Em 21/2/2016
No dia em que completamos 25 anos de casados (2011), eu e minha mulher reunimos a família e amigos para festejar a data. Afinal, tanto tempo de boa convivência com o mesmo par é fato cada vez mais raro, sobretudo, porque junto com o cônjuge costuma vir um enorme complicador: os respectivos dramas familiares e, pior, pode haver cunhados…
No meio da noite, para constrangimento geral, um dos meus cunhados levantou um brinde e pediu um discurso. Com o sorriso amarelo, arrependido de não ter resistido à ideia do raio da festa, tive que falar para os Capuletos, que em poucos minutos já tinham dado conta de mais da metade da minha adega. Sem contar o sobrinho que deixou cair mousse de chocolate no sofá e a sobrinha que não parava de gritar…
Mas o que dizer? Qual seria a característica mais marcante da minha amada Julieta? Depois de tanto tempo juntos não havia segredos entre nós. Pelo menos, assim eu esperava… Imaginava conhecer seus mais profundos desejos… E um deles, sem dúvida, eram os sapatos! Sim, sapatos. Quisera eu que, mais do que gostar de sapatos, minha Julieta gostasse de me fazer cafuné, de me oferecer massagens completas ou, ao menos, gostasse das pequenas tarefas domésticas, como se antecipar a mim para limpar o coco do cachorro que, afinal, só balança o rabo para ela. Mas, definitivamente, o marcante da sua personalidade era a paixão por sapatos!
Com alguma dificuldade na Matemática, desenvolvi um raciocínio sobre o número de pares comprados ao longo do quarto de século juntos e cheguei ao número de 1000, 2000 pés ou 20 centopeias! Emreais, algo em torno de 200 mil, que, capitalizados, dariam muitas viagens! Ora, sem sapatos, teríamos tido a segunda, a terceira, a quarta… a décima quinta lua de mel… Mas quantas tinham sido as liquidações “imperdíveis” que a faziam repetir: “ora, seria burrice não comprar de três cores diferentes, estavam de graça!”…

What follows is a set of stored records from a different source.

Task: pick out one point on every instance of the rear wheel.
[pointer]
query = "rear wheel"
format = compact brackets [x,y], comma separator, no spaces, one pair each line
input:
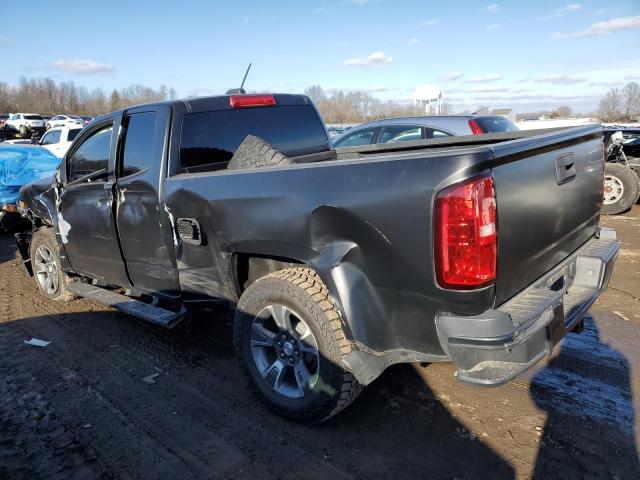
[621,188]
[47,271]
[291,343]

É lógico que o discurso das Bodas de Prata não fez muito sucesso. Confesso que fui infeliz na escolha do tema para homenagear minha rainha como ela merecia, com sapatos ou descalça. Mas não dá para voltar no tempo e consertar tudo o que se faz de errado…
Neste ano, terei uma nova chance. Faremos 30 anos de casados, felizes, com saúde, com a doce Cecília ao nosso lado e – como nada é perfeito – com mais 200 pares de sapatos a contabilizar. Até imagino nossas Bodas de Ouro… Em 2036, espero festejar 50 anos de felicidade e, se Deus permitir, acordar de manhã e não encontrar Imelda Marcos deitada ao meu lado.
Já sabe que sou sua fã, né, Mauro? É cada crônica mais gostosa que a outra. Espero ansiosamente as próximas. Longa vida ao seu blog!